The Toronto Symphony Orchestra, Donald Runnicles (conductor)


D. Runnicles (© Jag Gundu)


The Mahlerites and the Mahler-curious turned out in force for Donald Runnicles’s guest appearance taking charge of a work that is performed infrequently hereabout, Mahler’s Symphony No. 6.


For this the orchestra was enlarged to 108 players with extra percussion and, for example, nine horns instead of the usual five. The players were also arranged in what I have seen called a “Mahler style” layout, with the second violins and violas to the right of the conductor and the cellos and basses to his left behind the first violins. The reasoning behind this is to maximize clarity between the two large groups of violins, especially in a piece so thickly orchestrated. The only way to test this out is to organize a performance with the orchestra in its usual layout and then one in the “Mahler style”, but such is unlikely to happen. It is truly a big busy work but as far as I could discern the various strands and layers came across clearly.
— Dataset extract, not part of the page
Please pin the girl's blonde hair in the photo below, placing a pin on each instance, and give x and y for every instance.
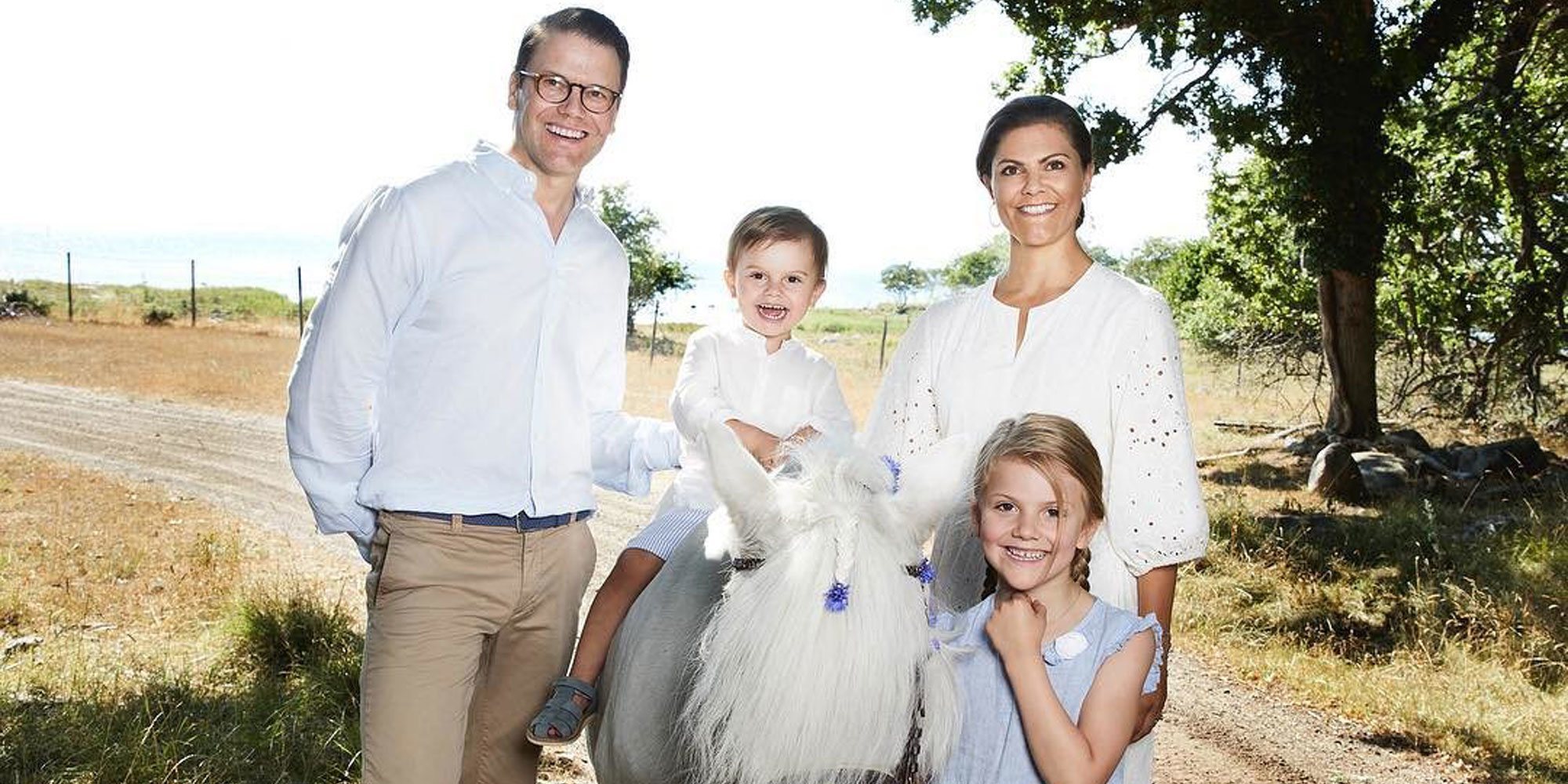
(1050, 445)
Another departure from usual practice occurred right at the start. The conductor did not stand in silence for a moment but launched abruptly into the piece the second he bounded on to the podium. The orchestra was ready for this and if audience members were a bit startled, it was a good way to be startled.


If the audience had greeted romping grandeur of the first movement’s finale with a round of applause I would have forgiven them - even welcomed it. It was truly glorious.
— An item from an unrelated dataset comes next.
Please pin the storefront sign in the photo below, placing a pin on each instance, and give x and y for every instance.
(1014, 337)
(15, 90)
This symphony has attached to it a rather tedious debate over the order of the second and third movements. The notes indicated that we would be hearing the Andante moderato before the Scherzo but - surprise! - they were reversed. (Either way works for me.) The Scherzo has the Mahlerian spiky outbursts, while the Andante features strains that could accompany a Cinemascope costume epic. The lengthy final movement swoops and swerves in many directions, raising hopes of yet another glorious finale only to dash such hopes. The main themes and the tergiversations were all given their full due. The work has been named (not by Mahler) but lots of it is not.
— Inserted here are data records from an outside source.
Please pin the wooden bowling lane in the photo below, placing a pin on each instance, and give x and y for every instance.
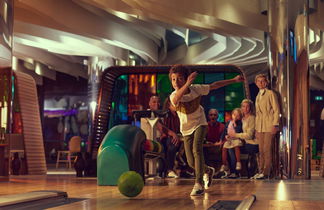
(173, 193)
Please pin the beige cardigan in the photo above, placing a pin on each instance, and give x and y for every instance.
(267, 111)
(248, 130)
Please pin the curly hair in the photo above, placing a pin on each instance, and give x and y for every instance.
(179, 69)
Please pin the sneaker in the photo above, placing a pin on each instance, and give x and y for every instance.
(208, 177)
(238, 166)
(260, 176)
(197, 190)
(232, 176)
(172, 174)
(223, 168)
(255, 176)
(225, 175)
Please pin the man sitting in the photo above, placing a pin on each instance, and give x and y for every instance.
(161, 133)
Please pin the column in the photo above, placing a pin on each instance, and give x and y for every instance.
(6, 21)
(96, 66)
(289, 72)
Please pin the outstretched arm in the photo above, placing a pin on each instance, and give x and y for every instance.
(222, 83)
(178, 95)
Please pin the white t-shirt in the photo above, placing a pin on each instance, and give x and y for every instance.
(189, 110)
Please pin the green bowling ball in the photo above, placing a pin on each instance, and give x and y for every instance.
(130, 184)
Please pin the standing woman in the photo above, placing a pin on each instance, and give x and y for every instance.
(193, 123)
(266, 123)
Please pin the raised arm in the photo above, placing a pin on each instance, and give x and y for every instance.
(222, 83)
(183, 90)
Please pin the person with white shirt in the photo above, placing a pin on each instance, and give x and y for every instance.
(193, 124)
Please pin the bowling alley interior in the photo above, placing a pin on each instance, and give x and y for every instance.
(127, 104)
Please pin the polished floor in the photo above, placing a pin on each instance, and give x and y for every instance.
(174, 193)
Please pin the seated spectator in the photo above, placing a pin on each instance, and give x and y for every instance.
(232, 142)
(168, 138)
(248, 136)
(212, 146)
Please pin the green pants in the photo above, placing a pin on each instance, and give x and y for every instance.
(193, 145)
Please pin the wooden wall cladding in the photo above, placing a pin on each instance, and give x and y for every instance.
(32, 128)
I have one small criticism: the off-stage cowbells were too far off-stage.


I intended to time the performance but in the heat of the moment forgot. It might have been somewhat on the fast side. For those interested, Runnicles used a score (an impressive tome).


The evening opened with another brief “sesquie”, Just Keep Paddling by Tobin Stokes, a work that conjures up rushing waters and then sweeps us through them.


The TSO is looking for a new music director, thus every guest conductor is seen as a possibility. Two frequent and much-admired guest conductors, Gianandrea Noseda and Thomas Dausgaard, have recently accepted posts with Washington and Seattle respectively. Donald Runnicles seems immersed in quite a big musical career but if he is angling for the directorship of a North American orchestra, specifically this one, this performance was an impressive demo.